The correct answer is B) Change the access point to a different, less congested channel.

This directly addresses the high channel utilization issue.
Reducing channel congestion can decrease retransmissions and improve overall voice call quality.
This solution is a targeted optimization based on the SNMP data provided.

Incorrect options:

A) Increasing transmit power may exacerbate interference issues and doesn't address channel congestion.
C) Disabling all non-voice traffic is an extreme measure that could negatively impact other necessary network functions.
D) Strict admission control for all clients doesn't specifically target the channel utilization issue and may be too restrictive.

4.5 Question 3

CLI outputs show that a router's egress queue for voice traffic is consistently full, leading to increased latency. Based on this data, which optimization would you recommend?

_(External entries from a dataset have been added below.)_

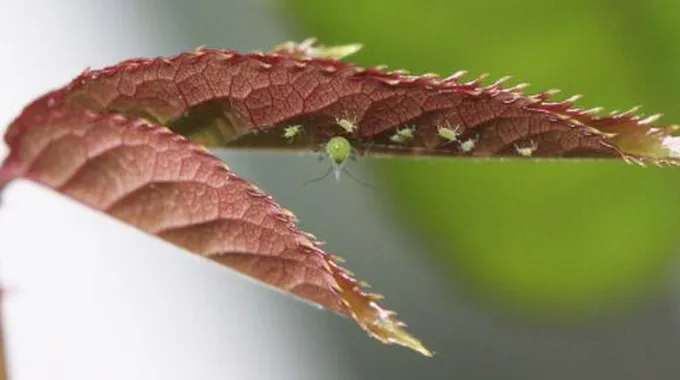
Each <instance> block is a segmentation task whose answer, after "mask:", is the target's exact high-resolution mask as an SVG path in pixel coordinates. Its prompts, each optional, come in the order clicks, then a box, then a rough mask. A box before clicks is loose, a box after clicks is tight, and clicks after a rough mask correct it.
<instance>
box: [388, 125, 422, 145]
mask: <svg viewBox="0 0 680 380" xmlns="http://www.w3.org/2000/svg"><path fill="white" fill-rule="evenodd" d="M415 130H416V127H407V128H404V129H397V133H395V134H394V135H392V136H391V137H390V140H392V141H393V142H395V143H399V144H403V143H405V142H406V141H408V140H412V139H413V136H414V134H413V133H414V132H415Z"/></svg>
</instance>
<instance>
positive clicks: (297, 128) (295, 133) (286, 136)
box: [283, 125, 302, 144]
mask: <svg viewBox="0 0 680 380" xmlns="http://www.w3.org/2000/svg"><path fill="white" fill-rule="evenodd" d="M300 133H302V125H289V126H287V127H285V128H284V129H283V138H284V139H287V140H288V143H289V144H290V143H292V142H293V140H294V139H295V137H296V136H297V135H299V134H300Z"/></svg>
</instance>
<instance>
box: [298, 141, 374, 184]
mask: <svg viewBox="0 0 680 380" xmlns="http://www.w3.org/2000/svg"><path fill="white" fill-rule="evenodd" d="M323 150H324V153H323V155H322V156H321V157H320V158H321V159H323V158H325V157H328V159H329V160H330V161H331V168H330V169H328V171H327V172H326V174H324V175H323V176H321V177H319V178H317V179H315V180H312V181H309V182H307V184H309V183H312V182H318V181H321V180H323V179H325V178H326V177H328V175H329V174H331V172H332V173H333V174H334V176H335V180H336V181H337V182H340V173H342V172H344V173H345V174H347V175H348V176H350V178H352V179H354V180H355V181H357V182H359V183H361V184H363V185H366V186H369V185H368V184H366V183H365V182H364V181H362V180H360V179H358V178H357V177H355V176H354V175H352V173H351V172H350V171H349V170H348V169H347V167H346V164H347V160H349V159H354V158H355V157H356V150H355V149H354V148H353V147H352V144H351V143H350V142H349V140H347V139H346V138H344V137H342V136H335V137H332V138H331V139H330V140H328V141H327V142H326V144H325V145H324V146H323Z"/></svg>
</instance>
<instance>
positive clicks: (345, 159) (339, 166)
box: [325, 136, 352, 177]
mask: <svg viewBox="0 0 680 380" xmlns="http://www.w3.org/2000/svg"><path fill="white" fill-rule="evenodd" d="M325 150H326V154H327V155H328V158H330V159H331V162H333V164H334V165H335V166H336V167H337V168H338V169H342V166H343V165H344V164H345V162H347V159H348V158H350V156H351V155H352V144H350V142H349V140H347V139H346V138H344V137H342V136H335V137H333V138H331V139H330V140H328V142H327V143H326V146H325ZM336 177H337V174H336Z"/></svg>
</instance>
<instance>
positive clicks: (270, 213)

A) Increase the queue size for voice traffic
B) Implement traffic shaping on non-voice traffic
C) Disable QoS on the router to allow all traffic equal priority
D) Replace the router with a higher-capacity model

Explanation

The correct answer is B) Implement traffic shaping on non-voice traffic.

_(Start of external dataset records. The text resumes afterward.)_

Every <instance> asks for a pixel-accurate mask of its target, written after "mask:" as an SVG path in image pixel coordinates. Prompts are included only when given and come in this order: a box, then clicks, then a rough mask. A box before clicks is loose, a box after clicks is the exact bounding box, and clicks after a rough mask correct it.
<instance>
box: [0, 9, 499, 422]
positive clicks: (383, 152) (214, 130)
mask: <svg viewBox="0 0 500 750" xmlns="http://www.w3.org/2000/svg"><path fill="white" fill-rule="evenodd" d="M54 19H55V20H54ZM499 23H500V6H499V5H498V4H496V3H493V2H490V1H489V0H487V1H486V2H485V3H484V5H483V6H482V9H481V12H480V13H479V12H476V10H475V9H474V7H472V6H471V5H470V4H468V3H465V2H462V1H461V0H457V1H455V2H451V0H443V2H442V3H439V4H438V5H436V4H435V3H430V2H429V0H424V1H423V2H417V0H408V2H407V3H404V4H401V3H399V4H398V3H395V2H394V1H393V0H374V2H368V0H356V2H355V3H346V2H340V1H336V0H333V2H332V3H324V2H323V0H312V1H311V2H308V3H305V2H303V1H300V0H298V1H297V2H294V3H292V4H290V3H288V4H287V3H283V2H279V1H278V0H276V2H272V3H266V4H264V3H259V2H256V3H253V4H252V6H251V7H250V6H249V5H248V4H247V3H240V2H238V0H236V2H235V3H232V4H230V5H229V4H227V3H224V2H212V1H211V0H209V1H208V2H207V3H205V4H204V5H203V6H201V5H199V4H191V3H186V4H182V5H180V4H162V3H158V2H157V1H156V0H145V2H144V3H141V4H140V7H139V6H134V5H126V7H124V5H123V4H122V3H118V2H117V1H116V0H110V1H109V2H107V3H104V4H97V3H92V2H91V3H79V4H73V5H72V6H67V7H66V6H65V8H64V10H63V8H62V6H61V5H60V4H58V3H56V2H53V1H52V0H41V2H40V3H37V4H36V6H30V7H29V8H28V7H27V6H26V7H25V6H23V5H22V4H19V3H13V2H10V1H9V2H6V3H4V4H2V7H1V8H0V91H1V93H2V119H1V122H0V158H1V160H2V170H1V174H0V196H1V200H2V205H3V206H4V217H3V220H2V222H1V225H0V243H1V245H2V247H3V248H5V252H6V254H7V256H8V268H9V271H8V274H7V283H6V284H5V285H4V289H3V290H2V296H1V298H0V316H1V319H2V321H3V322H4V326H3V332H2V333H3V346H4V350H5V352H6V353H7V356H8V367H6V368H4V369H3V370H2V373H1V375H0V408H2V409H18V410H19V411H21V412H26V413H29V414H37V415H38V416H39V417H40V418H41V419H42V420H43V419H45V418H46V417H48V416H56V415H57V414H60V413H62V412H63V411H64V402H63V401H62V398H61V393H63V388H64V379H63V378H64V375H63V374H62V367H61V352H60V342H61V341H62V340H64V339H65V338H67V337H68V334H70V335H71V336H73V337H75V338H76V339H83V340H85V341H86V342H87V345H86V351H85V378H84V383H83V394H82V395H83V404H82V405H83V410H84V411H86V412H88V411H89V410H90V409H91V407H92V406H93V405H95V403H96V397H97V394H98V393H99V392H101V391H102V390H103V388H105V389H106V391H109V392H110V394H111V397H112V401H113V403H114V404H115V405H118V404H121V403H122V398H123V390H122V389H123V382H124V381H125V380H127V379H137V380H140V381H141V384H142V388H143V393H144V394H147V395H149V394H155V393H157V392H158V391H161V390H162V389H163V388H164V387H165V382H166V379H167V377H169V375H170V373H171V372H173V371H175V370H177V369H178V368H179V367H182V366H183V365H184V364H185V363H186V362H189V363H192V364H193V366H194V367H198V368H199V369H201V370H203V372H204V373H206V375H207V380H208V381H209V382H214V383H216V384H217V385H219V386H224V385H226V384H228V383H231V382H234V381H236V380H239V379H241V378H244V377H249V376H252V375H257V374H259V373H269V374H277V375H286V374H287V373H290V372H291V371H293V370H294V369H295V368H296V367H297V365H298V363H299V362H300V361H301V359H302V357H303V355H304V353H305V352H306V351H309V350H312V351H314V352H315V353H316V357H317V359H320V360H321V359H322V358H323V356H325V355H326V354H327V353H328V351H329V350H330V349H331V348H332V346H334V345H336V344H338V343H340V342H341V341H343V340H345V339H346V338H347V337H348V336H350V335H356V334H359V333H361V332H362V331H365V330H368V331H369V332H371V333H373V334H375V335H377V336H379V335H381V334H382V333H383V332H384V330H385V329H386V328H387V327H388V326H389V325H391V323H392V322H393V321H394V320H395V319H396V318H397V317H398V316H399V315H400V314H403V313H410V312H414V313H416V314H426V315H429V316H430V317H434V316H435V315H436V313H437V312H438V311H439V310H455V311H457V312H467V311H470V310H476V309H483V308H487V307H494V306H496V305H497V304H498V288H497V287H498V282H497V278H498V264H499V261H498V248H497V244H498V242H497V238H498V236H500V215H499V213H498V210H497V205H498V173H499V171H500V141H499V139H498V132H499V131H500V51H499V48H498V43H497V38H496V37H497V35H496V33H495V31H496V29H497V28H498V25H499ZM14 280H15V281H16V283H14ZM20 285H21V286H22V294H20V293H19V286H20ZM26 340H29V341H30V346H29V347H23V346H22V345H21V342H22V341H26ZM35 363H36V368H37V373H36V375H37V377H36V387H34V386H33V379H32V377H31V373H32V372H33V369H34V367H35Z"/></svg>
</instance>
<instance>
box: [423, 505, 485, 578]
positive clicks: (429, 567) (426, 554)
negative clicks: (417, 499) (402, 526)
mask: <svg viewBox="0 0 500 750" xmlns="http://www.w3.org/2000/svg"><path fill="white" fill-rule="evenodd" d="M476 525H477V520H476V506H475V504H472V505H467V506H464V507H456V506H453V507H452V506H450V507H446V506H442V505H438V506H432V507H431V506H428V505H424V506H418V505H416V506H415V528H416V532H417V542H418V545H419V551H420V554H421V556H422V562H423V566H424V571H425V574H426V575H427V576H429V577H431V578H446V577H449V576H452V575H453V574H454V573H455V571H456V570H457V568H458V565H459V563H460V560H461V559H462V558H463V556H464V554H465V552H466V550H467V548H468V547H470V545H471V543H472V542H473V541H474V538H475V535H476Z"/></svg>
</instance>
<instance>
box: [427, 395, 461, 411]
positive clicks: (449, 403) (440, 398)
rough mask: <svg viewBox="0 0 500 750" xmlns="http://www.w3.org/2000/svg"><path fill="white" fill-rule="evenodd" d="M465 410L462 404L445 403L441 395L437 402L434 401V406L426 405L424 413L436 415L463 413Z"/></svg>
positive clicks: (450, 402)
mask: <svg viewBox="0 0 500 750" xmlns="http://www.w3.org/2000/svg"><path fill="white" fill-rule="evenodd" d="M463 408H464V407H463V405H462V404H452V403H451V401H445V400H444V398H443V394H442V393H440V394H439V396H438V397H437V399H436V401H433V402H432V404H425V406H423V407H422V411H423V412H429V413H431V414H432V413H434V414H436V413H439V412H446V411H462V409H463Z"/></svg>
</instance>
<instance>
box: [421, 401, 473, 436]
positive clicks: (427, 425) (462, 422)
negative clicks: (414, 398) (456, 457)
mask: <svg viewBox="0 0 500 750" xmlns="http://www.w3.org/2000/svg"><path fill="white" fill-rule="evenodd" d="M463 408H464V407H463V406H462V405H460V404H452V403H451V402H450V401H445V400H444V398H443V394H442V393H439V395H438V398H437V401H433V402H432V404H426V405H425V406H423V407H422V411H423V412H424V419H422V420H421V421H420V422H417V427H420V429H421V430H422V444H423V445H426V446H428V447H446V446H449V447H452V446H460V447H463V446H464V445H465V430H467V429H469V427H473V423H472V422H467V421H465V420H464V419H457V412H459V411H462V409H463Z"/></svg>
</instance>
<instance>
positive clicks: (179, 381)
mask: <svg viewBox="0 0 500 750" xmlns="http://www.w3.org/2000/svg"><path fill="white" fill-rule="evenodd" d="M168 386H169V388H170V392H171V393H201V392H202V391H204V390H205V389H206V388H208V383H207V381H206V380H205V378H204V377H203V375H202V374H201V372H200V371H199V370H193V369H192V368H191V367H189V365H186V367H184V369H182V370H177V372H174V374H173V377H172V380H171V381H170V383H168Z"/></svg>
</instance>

This solution addresses the root cause by managing non-voice traffic to prevent it from overwhelming the voice queue.
It's a targeted optimization that can reduce latency for voice traffic without major hardware changes.
This approach aligns with QoS tuning, which is within the scope of the exam.

Incorrect options:

A) Increasing queue size may delay packets further and doesn't address the underlying issue of queue saturation.
C) Disabling QoS would likely worsen the situation for voice traffic, which requires prioritization.
D) Replacing the router is an expensive solution that may not be necessary if the issue can be resolved through configuration changes.

4.5 Question 4

The following exhibit shows the Capacity Planning results for a router interface connected to an ISP, which provides a 1Gbps connection: Based on the evidence, which action is most likely to fix the observed behavior?

A) Request a link increase from the ISP
B) Reconfigure maximum capacity for the interface
C) Restrict the Web Sites that can be visited from the site
D) Reconfigure business hours settings

Explanation

This is a tricky question. Is there really an issue with the data being presented or perhaps there is something misconfigured on the platform?

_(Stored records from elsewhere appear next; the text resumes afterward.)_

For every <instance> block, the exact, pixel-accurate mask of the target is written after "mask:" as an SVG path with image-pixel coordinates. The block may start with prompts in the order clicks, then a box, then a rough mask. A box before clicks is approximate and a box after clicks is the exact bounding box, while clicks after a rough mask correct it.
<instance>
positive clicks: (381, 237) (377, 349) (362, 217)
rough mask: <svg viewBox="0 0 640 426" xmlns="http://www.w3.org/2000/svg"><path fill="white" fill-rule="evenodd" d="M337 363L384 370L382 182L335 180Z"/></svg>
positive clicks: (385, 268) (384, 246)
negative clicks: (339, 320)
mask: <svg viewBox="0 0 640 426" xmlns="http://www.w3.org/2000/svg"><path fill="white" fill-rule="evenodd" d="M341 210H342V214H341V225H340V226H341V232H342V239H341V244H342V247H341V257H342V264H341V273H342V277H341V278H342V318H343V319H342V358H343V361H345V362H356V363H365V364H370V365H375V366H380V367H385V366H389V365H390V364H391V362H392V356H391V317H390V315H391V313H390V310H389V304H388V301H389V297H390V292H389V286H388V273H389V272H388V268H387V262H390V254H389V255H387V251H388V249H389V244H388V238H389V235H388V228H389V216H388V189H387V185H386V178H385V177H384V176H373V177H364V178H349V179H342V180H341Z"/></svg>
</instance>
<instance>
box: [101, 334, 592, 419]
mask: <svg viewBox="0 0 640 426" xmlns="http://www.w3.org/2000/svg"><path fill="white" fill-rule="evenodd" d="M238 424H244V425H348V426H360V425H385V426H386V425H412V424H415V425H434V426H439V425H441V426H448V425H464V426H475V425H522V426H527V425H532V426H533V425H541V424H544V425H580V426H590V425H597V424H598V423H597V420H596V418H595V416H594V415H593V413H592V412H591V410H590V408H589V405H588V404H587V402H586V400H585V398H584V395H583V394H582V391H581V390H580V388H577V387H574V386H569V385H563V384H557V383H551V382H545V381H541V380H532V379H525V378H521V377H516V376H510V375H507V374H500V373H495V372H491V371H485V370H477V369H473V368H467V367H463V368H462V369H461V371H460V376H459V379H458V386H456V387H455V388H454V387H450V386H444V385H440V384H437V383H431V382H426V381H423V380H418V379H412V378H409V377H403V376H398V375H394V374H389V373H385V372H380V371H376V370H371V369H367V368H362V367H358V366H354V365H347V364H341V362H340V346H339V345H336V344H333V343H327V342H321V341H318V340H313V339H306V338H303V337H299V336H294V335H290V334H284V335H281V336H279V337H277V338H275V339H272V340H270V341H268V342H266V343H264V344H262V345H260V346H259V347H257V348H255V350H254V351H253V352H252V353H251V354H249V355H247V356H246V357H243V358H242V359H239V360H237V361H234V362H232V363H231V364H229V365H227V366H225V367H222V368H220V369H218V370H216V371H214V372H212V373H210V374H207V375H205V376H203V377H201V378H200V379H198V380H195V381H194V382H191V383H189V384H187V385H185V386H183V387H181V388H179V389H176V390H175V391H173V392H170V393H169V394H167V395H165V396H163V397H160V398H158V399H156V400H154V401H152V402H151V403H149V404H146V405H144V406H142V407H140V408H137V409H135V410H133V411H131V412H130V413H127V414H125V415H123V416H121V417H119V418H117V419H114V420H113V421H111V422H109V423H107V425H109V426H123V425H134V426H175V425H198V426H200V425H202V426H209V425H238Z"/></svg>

Our exhibit shows that our highest consumption, although marked at 97%, is merely 48Mbps, certainly not enough to be making use of the entire 1Gbps connection from the ISP, so option A would be incorrect. Even though our top traffic is indeed HTTP, nothing in the exhibit indicates that pruning some specific HTTP traffic could fix how data is being presented, so option C is incorrect. The exhibit also fails to provide any reason as to how changing business hours could provide some benefit in this case, so option D is incorrect.

Finally, if we gather all the data we have available: ISP connection is 1Gbps and capacity planning marks 48Mbps as 97% of max capacity, we can reach the conclusion that the max capacity for this interface is misconfigured; it should be set to 1Gbps instead of the value it currently has, thus, option B is correct.